Dividends can be one of the greatest tools for investors to build long-term wealth, but sadly many of us screening for new ideas overlook strong dividend stocks because their yields aren't eye-popping. That can be a mistake, and if investors can find companies consistently growing their top and bottom lines, as well as consistently increasing their dividend, it can be a huge win over the long term. Here are two stocks that perfectly fit that description.
A Craftsman for your portfolio
One company that is too frequently left off of dividend "buy" lists is Stanley Black & Decker, Inc. (NYSE:SWK). The provider of highly respected power & hand tools, among multiple other lines of products and services, continues to reward long-term investors with consistent dividend increases. The company currently dishes out a quarterly dividend of $0.58 per share for a yield of roughly 1.8%, and the fact that its yield is under 2% is why the dividend stock typically gets overlooked. But Stanley Black & Decker continues to make moves to strengthen its business and reward investors with consistent increases. According to the company, Stanley Black & Decker owns the record for the longest consecutive annual and quarterly dividend payments among industrial companies on the NYSE.

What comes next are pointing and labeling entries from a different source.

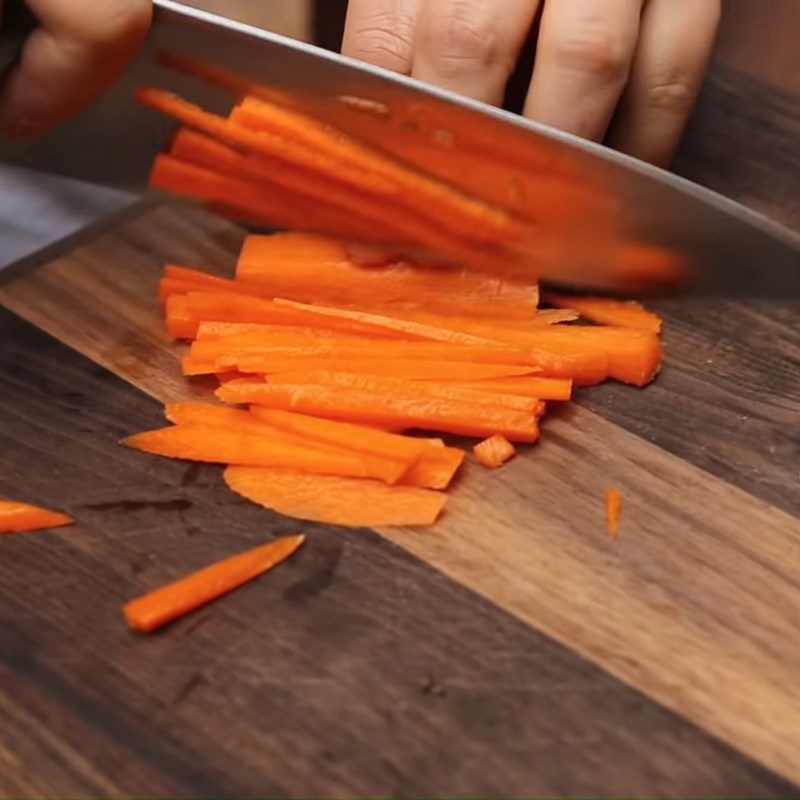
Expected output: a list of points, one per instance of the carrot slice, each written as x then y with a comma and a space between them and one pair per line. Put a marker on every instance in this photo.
543, 388
215, 306
430, 464
151, 611
336, 501
437, 467
494, 451
18, 517
410, 329
311, 268
459, 391
613, 511
225, 446
621, 313
393, 411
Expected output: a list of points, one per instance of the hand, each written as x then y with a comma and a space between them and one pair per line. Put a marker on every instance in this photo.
79, 49
624, 71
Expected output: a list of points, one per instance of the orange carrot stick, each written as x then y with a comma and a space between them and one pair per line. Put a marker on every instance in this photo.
18, 517
394, 412
219, 446
311, 268
409, 329
613, 510
166, 604
543, 388
379, 384
336, 501
621, 313
494, 451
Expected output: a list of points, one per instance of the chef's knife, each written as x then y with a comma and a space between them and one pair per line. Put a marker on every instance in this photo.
585, 204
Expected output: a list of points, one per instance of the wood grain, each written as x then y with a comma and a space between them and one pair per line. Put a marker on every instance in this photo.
696, 605
353, 670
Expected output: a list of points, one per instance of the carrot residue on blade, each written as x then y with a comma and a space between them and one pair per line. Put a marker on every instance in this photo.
494, 451
613, 510
18, 517
606, 311
336, 501
163, 605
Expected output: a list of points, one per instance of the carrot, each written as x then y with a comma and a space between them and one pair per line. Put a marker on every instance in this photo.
613, 510
166, 604
310, 268
621, 313
494, 451
335, 501
254, 202
459, 391
331, 176
437, 467
216, 306
18, 517
409, 329
218, 445
429, 464
396, 412
543, 388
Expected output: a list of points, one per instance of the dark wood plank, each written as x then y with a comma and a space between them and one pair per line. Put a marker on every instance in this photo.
688, 606
353, 670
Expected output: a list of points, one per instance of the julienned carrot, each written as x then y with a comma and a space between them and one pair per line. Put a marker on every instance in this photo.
613, 510
543, 388
311, 268
621, 313
446, 205
225, 446
494, 451
316, 193
379, 384
328, 175
163, 605
437, 467
16, 517
409, 329
208, 306
397, 412
431, 465
336, 501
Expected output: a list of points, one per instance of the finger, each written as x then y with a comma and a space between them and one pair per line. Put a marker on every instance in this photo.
381, 32
471, 46
674, 47
583, 58
79, 49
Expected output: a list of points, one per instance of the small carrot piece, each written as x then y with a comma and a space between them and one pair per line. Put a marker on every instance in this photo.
217, 445
620, 313
494, 451
16, 517
613, 511
336, 501
153, 610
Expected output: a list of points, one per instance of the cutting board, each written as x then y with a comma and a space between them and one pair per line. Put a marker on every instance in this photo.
513, 649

Stanley Black & Decker recently acquired the Craftsman brand from Sears Holdings for $900 million, which will only add to the depth of strong brands the company owns in department stores. It's a move that will be immediately accretive to the company's earnings, and is expected to generate between $0.35 and $0.45 in earnings per share within five years (for context, Stanley's 2016 EPS was $6.51).
Stanley Black & Decker also bought Newell Brands for $1.95 billion, bringing in the Irwin and Lenox hand and power tool brands, which are expected to generate about $0.50 in additional earnings per share by year three. The company also announced in late December that it would sell the majority of its mechanical security business for $725 million in cash.

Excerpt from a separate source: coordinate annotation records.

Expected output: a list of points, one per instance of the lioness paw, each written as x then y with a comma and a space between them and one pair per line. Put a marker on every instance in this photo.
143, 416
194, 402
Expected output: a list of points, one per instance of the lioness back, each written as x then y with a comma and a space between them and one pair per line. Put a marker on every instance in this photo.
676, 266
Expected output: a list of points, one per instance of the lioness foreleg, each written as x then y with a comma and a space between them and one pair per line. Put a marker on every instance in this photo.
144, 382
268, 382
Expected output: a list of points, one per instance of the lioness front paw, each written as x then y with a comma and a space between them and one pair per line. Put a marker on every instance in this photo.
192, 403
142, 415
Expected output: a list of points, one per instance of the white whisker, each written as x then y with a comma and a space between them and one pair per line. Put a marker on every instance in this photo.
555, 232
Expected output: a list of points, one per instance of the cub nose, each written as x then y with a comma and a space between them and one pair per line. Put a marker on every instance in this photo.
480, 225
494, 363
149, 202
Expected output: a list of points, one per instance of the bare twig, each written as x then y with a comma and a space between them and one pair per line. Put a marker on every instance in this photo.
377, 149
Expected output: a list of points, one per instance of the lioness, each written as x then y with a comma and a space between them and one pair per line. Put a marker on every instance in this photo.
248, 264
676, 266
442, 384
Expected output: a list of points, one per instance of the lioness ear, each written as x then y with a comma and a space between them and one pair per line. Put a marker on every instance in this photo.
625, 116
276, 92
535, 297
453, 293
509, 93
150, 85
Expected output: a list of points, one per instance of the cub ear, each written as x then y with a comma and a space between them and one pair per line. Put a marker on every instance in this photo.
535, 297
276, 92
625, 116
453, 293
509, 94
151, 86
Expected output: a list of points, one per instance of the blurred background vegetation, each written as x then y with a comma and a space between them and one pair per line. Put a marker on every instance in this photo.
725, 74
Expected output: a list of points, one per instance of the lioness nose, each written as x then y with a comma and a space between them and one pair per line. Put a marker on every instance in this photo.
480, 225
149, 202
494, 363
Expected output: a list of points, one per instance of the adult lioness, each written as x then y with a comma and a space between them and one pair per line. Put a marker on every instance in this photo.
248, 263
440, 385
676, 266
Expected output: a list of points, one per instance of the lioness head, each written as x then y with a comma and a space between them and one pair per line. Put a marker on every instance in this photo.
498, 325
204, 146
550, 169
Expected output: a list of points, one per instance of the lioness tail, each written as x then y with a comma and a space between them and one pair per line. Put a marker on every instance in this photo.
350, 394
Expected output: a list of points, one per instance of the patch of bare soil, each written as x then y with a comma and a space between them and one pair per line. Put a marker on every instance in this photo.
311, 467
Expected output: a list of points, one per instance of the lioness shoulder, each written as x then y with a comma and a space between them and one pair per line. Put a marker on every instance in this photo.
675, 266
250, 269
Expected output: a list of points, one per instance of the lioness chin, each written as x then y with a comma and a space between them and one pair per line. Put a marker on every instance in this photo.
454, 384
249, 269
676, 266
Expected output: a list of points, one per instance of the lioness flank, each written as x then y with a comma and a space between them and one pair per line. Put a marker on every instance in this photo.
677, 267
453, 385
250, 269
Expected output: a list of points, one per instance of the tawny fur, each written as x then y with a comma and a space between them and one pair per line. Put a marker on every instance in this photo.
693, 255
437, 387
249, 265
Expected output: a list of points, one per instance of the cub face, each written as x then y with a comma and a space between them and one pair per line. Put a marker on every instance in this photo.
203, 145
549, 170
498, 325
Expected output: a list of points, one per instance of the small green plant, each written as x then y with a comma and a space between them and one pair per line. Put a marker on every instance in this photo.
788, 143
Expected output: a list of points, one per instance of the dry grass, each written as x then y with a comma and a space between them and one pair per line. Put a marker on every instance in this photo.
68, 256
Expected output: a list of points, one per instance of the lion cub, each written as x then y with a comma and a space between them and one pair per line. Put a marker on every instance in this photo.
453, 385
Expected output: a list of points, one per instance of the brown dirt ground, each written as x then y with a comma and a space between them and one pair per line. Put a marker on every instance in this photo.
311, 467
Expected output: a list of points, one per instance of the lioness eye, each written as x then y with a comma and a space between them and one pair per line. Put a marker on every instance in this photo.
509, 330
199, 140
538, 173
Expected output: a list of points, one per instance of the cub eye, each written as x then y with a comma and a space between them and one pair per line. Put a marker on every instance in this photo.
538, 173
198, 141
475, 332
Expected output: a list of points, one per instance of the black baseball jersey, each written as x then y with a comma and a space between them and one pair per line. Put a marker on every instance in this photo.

While 2016 brought organic growth, record earnings per share and working capital turns, 2017 looks poised for a similarly strong year, with EPS guidance for a 7% increase at the midpoint and 4% organic growth. As the company continues to focus on new products within its excellent portfolio of brands, expect this Dividend Aristocrat to keep on dishing out value to its investors.
Spice things up with this stock
McCormick & Co. (NYSE:MKC) is a massive international leader in the spices and seasonings space, with roughly 20% market share of an $11 billion global market, according to Morningstar.com. That puts it at nearly four times the size of the No. 2 player, giving the company a sizable advantage over competitors due to its scale and lengthy relationship with retailers.
The spice company just put the finishing touches on a strong year, with net sales growing 4% during the fourth quarter and adjusted operating income increasing 6%, both in constant currency terms. Adjusted earnings per share jumped 8% during the fourth quarter, and 2016 marked the fifth consecutive year of record cash flow.
Despite already being a global leader with massive scale, McCormick continues to innovate new products to stay on top. New products launched within the last three years generated 9% of 2016 sales. This spring alone McCormick plans on unleashing 17 new products including everything from quick marinades to baking mixes and sauces.
Not only is McCormick doing solid work with innovation, it continues to cut costs to boost results. In fact, the company's "Comprehensive Continuous Improvement" (CCI) program delivered $109 million in cost savings last year and is on pace to achieve its four-year, $400 million goal. The combination of increasing sales, continuous innovation, and cost cuts has management optimistic McCormick can increase earnings per share between 9% and 11% annually long-term, on a constant currency basis.
To top it all off, the board of directors declared an increase in the quarterly dividend from $0.43 to $0.47 per share in November 2016, which marked the 31st consecutive year of dividend increases, but the company doesn't get enough love from investors given a yield just under 2%. As long as McCormick continues to execute and take advantage of its scale and retailer relationships, there's not much that will stop it from continuing to dish out consistent dividend increases.
Ultimately, these are two excellent dividend stocks for any portfolio and despite being overlooked due to offering smaller yields, the consistent dividend and stock price increases have made savvy investors look smart over the long-term -- don't expect that to change anytime soon.